The other key ingredient in Dark Messiah’s mix is Valve. Back in 2006, this was one of just a handful of non-Valve games to use Half-Life 2’s Source engine, all of which seemed to turn out wonky but loveable. The influence of the gravity gun is obvious, Valve’s physics lending itself to lots of entertaining, if contrived, sequences involving tumbling barrels. But more than that, Dark Messiah draws on the sense of momentum in Valve’s single-player games, funnelling the player forward through strange, subterranean setpieces. This is easily Arkane’s most linear game, at times feeling like a high fantasy Half-Life, rising water puzzles and all.
Arkane never quite got to make its own Half-Life campaign, though it came very close, conceiving an episode named Return to Ravenholm shortly after Dark Messiah came out. Instead, the studio wound up working with City 17 designer Viktor Antonov. Dishonored’s Dunwall shares a layered look with Half-Life 2’s metropolis, clamping totalitarian armour onto ancient European architecture.
It seems self-evident in 2020, the year of hindsight, that Arkane had huge potential waiting to be unlocked by a bigger budget and greater freedom. But publishers and players at the time also saw how choppy the physics got in Dark Messiah. Objects would fly through enemies without resistance, and crypts sometimes bobbed up and down in midair, as if thrown about on an invisible sea. Who could claim to know that Arkane would eventually match Looking Glass and Valve for quality, rather than continue to buggily imitate them?

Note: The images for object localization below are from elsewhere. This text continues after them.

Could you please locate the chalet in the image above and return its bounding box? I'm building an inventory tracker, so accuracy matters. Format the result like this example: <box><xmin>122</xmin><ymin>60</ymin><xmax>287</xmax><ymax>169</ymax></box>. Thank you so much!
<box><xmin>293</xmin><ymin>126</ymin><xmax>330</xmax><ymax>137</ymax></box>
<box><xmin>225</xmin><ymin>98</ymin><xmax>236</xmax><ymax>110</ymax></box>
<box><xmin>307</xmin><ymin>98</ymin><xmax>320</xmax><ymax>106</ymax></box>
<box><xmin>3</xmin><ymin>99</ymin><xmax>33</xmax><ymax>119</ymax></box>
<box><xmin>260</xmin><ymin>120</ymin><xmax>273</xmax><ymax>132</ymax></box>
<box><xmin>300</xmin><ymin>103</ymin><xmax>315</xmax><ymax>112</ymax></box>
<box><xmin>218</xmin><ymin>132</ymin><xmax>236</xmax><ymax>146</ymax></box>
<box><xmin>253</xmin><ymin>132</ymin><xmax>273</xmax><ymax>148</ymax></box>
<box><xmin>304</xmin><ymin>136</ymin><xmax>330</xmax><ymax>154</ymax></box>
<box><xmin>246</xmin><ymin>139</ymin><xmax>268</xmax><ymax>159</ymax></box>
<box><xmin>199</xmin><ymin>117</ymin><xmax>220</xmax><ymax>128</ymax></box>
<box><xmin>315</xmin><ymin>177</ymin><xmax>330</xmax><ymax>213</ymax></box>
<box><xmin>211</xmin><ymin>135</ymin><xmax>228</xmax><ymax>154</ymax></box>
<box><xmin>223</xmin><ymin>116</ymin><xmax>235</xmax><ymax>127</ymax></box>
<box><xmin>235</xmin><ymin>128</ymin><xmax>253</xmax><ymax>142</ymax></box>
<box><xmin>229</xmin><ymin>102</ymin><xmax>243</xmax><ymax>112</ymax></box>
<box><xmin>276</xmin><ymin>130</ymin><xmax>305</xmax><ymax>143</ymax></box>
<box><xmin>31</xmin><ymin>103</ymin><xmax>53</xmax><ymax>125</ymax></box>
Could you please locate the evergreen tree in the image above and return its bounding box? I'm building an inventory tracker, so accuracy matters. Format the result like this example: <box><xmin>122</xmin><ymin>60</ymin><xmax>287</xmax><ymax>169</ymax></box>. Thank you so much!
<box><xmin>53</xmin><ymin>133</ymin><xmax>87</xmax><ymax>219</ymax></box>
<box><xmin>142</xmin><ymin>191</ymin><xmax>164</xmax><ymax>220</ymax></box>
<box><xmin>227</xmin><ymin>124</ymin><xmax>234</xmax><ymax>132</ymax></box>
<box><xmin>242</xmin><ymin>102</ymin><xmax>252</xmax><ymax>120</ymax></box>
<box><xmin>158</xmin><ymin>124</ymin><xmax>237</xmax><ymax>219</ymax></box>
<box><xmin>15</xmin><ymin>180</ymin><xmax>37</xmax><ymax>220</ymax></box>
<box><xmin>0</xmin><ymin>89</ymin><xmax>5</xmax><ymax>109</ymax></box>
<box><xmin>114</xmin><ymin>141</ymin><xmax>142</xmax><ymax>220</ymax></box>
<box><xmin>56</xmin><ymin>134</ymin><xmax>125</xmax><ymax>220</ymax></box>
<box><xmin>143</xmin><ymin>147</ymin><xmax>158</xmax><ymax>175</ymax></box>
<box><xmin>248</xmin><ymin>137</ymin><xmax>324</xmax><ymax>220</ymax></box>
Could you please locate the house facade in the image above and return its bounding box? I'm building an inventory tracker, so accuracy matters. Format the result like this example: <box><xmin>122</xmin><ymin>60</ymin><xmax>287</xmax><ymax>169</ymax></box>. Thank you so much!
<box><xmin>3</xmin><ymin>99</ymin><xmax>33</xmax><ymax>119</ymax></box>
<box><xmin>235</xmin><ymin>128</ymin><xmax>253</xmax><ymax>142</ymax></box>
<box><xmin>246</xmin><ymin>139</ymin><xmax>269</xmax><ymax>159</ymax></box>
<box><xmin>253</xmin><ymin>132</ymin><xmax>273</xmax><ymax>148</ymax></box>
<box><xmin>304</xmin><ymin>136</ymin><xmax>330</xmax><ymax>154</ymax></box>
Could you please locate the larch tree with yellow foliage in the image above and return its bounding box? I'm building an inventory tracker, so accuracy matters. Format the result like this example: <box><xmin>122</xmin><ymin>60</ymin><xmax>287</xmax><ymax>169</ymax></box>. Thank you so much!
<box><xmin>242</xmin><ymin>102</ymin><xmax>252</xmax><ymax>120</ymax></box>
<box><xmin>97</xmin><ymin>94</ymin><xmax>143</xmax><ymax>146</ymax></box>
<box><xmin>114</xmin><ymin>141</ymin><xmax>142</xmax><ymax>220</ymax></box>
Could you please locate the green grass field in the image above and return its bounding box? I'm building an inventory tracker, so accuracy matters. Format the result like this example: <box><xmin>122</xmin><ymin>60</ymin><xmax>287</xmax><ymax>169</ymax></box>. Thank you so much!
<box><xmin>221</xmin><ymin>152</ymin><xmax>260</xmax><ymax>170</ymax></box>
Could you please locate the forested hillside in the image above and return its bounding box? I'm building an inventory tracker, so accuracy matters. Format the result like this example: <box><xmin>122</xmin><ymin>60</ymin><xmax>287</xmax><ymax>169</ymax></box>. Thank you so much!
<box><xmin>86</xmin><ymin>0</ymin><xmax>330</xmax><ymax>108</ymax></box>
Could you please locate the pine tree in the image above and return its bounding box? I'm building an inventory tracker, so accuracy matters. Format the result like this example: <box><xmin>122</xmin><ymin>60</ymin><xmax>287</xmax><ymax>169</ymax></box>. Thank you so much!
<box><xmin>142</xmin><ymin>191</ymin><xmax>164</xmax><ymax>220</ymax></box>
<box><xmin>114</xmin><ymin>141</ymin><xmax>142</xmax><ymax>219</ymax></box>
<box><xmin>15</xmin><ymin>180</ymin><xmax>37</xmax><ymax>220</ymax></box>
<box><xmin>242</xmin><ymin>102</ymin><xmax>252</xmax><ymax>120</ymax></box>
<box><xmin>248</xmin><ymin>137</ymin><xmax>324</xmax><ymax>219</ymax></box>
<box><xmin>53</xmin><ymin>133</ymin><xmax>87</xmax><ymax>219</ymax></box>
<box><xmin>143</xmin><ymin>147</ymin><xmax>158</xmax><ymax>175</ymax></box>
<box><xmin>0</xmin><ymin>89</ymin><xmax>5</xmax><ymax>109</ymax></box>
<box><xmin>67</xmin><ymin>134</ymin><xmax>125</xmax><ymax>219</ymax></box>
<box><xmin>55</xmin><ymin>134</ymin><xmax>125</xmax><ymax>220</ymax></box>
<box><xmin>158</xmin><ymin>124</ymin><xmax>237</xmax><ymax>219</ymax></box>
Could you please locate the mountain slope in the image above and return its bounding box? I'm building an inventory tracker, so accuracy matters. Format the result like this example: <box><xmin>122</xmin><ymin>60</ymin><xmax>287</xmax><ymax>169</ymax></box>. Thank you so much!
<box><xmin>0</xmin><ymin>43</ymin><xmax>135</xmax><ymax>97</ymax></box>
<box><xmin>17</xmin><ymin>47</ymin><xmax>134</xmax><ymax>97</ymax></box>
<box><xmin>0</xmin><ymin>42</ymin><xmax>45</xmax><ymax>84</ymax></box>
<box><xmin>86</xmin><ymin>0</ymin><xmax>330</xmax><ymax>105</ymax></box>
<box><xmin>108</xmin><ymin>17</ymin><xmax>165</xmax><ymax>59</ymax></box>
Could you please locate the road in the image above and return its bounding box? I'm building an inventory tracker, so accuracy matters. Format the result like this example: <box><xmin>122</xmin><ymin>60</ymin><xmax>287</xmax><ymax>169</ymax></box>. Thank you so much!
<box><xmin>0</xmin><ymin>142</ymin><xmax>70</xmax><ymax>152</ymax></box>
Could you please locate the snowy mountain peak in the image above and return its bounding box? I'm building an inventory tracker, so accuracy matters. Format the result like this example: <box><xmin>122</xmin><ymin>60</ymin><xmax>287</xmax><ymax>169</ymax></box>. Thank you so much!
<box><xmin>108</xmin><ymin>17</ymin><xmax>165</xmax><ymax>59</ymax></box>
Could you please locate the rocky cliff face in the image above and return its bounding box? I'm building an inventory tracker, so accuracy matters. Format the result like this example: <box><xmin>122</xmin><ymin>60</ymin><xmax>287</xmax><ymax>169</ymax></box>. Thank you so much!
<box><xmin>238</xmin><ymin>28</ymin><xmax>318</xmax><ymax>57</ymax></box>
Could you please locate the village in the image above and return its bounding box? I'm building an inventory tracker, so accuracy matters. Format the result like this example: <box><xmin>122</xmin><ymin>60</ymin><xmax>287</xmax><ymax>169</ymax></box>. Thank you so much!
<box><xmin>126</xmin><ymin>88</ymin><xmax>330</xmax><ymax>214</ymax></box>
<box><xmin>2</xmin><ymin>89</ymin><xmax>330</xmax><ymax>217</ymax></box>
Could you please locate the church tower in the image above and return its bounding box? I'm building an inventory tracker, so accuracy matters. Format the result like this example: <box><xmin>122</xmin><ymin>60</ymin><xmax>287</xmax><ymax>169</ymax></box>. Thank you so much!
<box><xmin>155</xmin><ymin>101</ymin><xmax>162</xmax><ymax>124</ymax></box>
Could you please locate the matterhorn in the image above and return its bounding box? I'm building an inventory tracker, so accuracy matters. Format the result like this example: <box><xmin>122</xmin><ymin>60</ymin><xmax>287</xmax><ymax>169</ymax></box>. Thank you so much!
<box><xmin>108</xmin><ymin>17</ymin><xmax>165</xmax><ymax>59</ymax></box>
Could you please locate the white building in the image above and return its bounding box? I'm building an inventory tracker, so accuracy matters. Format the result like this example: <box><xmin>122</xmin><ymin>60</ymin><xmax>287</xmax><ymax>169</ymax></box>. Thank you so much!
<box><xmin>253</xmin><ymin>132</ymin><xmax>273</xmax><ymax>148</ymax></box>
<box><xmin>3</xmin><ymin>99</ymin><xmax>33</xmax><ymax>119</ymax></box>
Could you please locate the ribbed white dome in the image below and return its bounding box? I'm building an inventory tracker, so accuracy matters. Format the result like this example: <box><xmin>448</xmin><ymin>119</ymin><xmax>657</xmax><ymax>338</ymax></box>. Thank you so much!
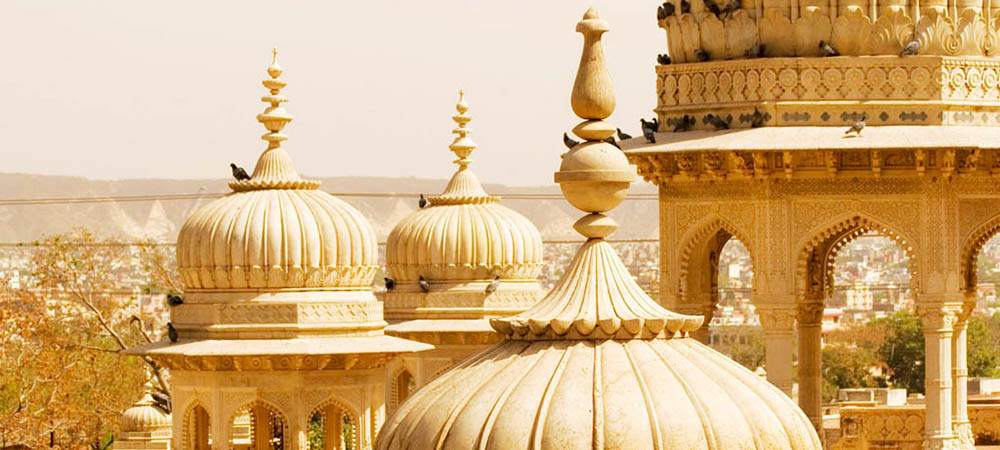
<box><xmin>178</xmin><ymin>188</ymin><xmax>378</xmax><ymax>289</ymax></box>
<box><xmin>120</xmin><ymin>392</ymin><xmax>170</xmax><ymax>433</ymax></box>
<box><xmin>176</xmin><ymin>51</ymin><xmax>378</xmax><ymax>291</ymax></box>
<box><xmin>385</xmin><ymin>180</ymin><xmax>543</xmax><ymax>282</ymax></box>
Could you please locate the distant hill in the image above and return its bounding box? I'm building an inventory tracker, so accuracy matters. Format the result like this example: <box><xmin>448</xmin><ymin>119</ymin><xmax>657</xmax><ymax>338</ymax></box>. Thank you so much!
<box><xmin>0</xmin><ymin>173</ymin><xmax>659</xmax><ymax>243</ymax></box>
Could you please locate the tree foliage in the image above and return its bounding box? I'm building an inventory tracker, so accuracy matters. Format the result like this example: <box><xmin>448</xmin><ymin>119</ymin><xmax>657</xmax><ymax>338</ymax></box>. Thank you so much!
<box><xmin>0</xmin><ymin>229</ymin><xmax>177</xmax><ymax>450</ymax></box>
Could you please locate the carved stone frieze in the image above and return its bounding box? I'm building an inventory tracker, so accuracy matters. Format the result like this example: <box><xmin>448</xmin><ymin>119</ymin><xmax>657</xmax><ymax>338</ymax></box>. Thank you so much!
<box><xmin>660</xmin><ymin>3</ymin><xmax>1000</xmax><ymax>63</ymax></box>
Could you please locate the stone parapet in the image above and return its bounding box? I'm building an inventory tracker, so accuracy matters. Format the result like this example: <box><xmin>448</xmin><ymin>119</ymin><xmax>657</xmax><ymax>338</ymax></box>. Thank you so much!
<box><xmin>657</xmin><ymin>57</ymin><xmax>1000</xmax><ymax>129</ymax></box>
<box><xmin>660</xmin><ymin>4</ymin><xmax>1000</xmax><ymax>62</ymax></box>
<box><xmin>832</xmin><ymin>404</ymin><xmax>1000</xmax><ymax>450</ymax></box>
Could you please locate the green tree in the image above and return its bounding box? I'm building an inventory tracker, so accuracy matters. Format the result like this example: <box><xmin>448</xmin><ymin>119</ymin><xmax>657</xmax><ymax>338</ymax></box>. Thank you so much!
<box><xmin>822</xmin><ymin>344</ymin><xmax>880</xmax><ymax>401</ymax></box>
<box><xmin>968</xmin><ymin>315</ymin><xmax>1000</xmax><ymax>378</ymax></box>
<box><xmin>875</xmin><ymin>311</ymin><xmax>925</xmax><ymax>393</ymax></box>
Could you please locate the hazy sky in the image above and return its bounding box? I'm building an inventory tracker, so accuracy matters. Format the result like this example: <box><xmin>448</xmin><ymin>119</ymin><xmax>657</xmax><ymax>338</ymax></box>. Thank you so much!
<box><xmin>2</xmin><ymin>1</ymin><xmax>662</xmax><ymax>186</ymax></box>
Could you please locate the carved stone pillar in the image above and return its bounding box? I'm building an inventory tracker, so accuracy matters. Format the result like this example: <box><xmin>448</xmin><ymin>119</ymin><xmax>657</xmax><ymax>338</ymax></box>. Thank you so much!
<box><xmin>251</xmin><ymin>405</ymin><xmax>271</xmax><ymax>450</ymax></box>
<box><xmin>758</xmin><ymin>306</ymin><xmax>797</xmax><ymax>397</ymax></box>
<box><xmin>920</xmin><ymin>301</ymin><xmax>961</xmax><ymax>450</ymax></box>
<box><xmin>323</xmin><ymin>404</ymin><xmax>343</xmax><ymax>450</ymax></box>
<box><xmin>798</xmin><ymin>300</ymin><xmax>825</xmax><ymax>431</ymax></box>
<box><xmin>951</xmin><ymin>299</ymin><xmax>976</xmax><ymax>450</ymax></box>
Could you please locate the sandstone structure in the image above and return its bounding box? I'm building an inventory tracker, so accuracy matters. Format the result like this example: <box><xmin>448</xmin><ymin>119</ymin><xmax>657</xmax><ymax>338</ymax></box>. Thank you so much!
<box><xmin>126</xmin><ymin>49</ymin><xmax>430</xmax><ymax>450</ymax></box>
<box><xmin>621</xmin><ymin>0</ymin><xmax>1000</xmax><ymax>448</ymax></box>
<box><xmin>380</xmin><ymin>91</ymin><xmax>545</xmax><ymax>414</ymax></box>
<box><xmin>375</xmin><ymin>9</ymin><xmax>823</xmax><ymax>450</ymax></box>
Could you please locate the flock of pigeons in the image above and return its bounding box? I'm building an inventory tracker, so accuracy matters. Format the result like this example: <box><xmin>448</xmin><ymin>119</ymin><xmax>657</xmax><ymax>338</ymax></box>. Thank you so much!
<box><xmin>654</xmin><ymin>0</ymin><xmax>921</xmax><ymax>65</ymax></box>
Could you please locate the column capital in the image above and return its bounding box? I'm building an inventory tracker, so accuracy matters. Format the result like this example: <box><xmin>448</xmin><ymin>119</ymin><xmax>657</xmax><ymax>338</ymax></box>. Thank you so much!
<box><xmin>758</xmin><ymin>306</ymin><xmax>797</xmax><ymax>332</ymax></box>
<box><xmin>919</xmin><ymin>302</ymin><xmax>963</xmax><ymax>333</ymax></box>
<box><xmin>797</xmin><ymin>301</ymin><xmax>824</xmax><ymax>326</ymax></box>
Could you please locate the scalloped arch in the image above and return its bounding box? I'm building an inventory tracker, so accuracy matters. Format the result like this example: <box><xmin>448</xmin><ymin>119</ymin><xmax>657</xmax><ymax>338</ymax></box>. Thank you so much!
<box><xmin>794</xmin><ymin>214</ymin><xmax>919</xmax><ymax>295</ymax></box>
<box><xmin>179</xmin><ymin>399</ymin><xmax>212</xmax><ymax>450</ymax></box>
<box><xmin>677</xmin><ymin>214</ymin><xmax>755</xmax><ymax>296</ymax></box>
<box><xmin>959</xmin><ymin>213</ymin><xmax>1000</xmax><ymax>292</ymax></box>
<box><xmin>306</xmin><ymin>395</ymin><xmax>361</xmax><ymax>450</ymax></box>
<box><xmin>225</xmin><ymin>399</ymin><xmax>290</xmax><ymax>449</ymax></box>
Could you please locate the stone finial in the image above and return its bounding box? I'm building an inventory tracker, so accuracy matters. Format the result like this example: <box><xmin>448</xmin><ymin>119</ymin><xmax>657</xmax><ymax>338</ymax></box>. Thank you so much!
<box><xmin>230</xmin><ymin>48</ymin><xmax>317</xmax><ymax>191</ymax></box>
<box><xmin>257</xmin><ymin>47</ymin><xmax>293</xmax><ymax>150</ymax></box>
<box><xmin>555</xmin><ymin>8</ymin><xmax>635</xmax><ymax>238</ymax></box>
<box><xmin>571</xmin><ymin>8</ymin><xmax>615</xmax><ymax>121</ymax></box>
<box><xmin>449</xmin><ymin>90</ymin><xmax>476</xmax><ymax>169</ymax></box>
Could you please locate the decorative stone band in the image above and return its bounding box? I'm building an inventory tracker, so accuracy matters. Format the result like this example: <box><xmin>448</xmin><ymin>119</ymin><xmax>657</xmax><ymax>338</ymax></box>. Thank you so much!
<box><xmin>180</xmin><ymin>265</ymin><xmax>380</xmax><ymax>290</ymax></box>
<box><xmin>627</xmin><ymin>143</ymin><xmax>1000</xmax><ymax>184</ymax></box>
<box><xmin>170</xmin><ymin>291</ymin><xmax>388</xmax><ymax>339</ymax></box>
<box><xmin>661</xmin><ymin>7</ymin><xmax>1000</xmax><ymax>62</ymax></box>
<box><xmin>152</xmin><ymin>352</ymin><xmax>392</xmax><ymax>371</ymax></box>
<box><xmin>230</xmin><ymin>178</ymin><xmax>321</xmax><ymax>191</ymax></box>
<box><xmin>657</xmin><ymin>56</ymin><xmax>1000</xmax><ymax>129</ymax></box>
<box><xmin>380</xmin><ymin>284</ymin><xmax>543</xmax><ymax>320</ymax></box>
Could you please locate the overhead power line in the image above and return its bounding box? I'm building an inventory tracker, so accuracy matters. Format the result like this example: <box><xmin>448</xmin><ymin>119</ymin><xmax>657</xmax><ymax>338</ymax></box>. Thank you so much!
<box><xmin>0</xmin><ymin>239</ymin><xmax>661</xmax><ymax>248</ymax></box>
<box><xmin>0</xmin><ymin>191</ymin><xmax>658</xmax><ymax>207</ymax></box>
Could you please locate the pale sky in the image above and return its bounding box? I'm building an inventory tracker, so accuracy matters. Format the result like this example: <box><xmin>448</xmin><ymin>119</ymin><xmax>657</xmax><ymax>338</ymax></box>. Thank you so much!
<box><xmin>1</xmin><ymin>1</ymin><xmax>662</xmax><ymax>186</ymax></box>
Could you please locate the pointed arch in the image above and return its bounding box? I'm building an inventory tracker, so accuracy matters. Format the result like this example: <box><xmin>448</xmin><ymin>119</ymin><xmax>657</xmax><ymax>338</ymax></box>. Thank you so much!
<box><xmin>182</xmin><ymin>399</ymin><xmax>212</xmax><ymax>450</ymax></box>
<box><xmin>959</xmin><ymin>213</ymin><xmax>1000</xmax><ymax>293</ymax></box>
<box><xmin>390</xmin><ymin>367</ymin><xmax>416</xmax><ymax>409</ymax></box>
<box><xmin>794</xmin><ymin>214</ymin><xmax>919</xmax><ymax>295</ymax></box>
<box><xmin>677</xmin><ymin>214</ymin><xmax>755</xmax><ymax>298</ymax></box>
<box><xmin>226</xmin><ymin>399</ymin><xmax>289</xmax><ymax>450</ymax></box>
<box><xmin>305</xmin><ymin>396</ymin><xmax>360</xmax><ymax>450</ymax></box>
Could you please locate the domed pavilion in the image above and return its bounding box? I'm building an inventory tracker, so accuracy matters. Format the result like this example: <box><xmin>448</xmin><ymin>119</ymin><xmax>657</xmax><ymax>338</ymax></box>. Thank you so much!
<box><xmin>380</xmin><ymin>91</ymin><xmax>545</xmax><ymax>414</ymax></box>
<box><xmin>375</xmin><ymin>9</ymin><xmax>823</xmax><ymax>450</ymax></box>
<box><xmin>113</xmin><ymin>389</ymin><xmax>172</xmax><ymax>450</ymax></box>
<box><xmin>620</xmin><ymin>0</ymin><xmax>1000</xmax><ymax>447</ymax></box>
<box><xmin>127</xmin><ymin>49</ymin><xmax>430</xmax><ymax>450</ymax></box>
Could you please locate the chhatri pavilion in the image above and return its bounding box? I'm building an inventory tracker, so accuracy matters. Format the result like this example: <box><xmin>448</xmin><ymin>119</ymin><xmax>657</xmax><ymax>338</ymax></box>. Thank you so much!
<box><xmin>621</xmin><ymin>0</ymin><xmax>1000</xmax><ymax>448</ymax></box>
<box><xmin>118</xmin><ymin>0</ymin><xmax>1000</xmax><ymax>448</ymax></box>
<box><xmin>380</xmin><ymin>91</ymin><xmax>545</xmax><ymax>415</ymax></box>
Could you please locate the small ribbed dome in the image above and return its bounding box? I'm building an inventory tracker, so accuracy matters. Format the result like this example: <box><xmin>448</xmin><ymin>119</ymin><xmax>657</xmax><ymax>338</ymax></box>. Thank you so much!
<box><xmin>385</xmin><ymin>92</ymin><xmax>543</xmax><ymax>282</ymax></box>
<box><xmin>177</xmin><ymin>50</ymin><xmax>378</xmax><ymax>290</ymax></box>
<box><xmin>120</xmin><ymin>392</ymin><xmax>170</xmax><ymax>433</ymax></box>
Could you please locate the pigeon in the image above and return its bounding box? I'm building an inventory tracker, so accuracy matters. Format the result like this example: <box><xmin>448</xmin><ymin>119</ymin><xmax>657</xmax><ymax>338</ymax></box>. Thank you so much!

Ultimately, Bethesda did. By backing Arkane for Dishonored and everything that followed, Bethesda ensured that Dark Messiah became a punctuation point on Arkane’s path to greatness, rather than an underwhelming full stop. It’s thanks to them that we can look back on this game and laugh at its quirks, knowing they would be ironed out, and that Arkane’s stubborn dedication to stealth, simulation, and indirect murder would finally be rewarded.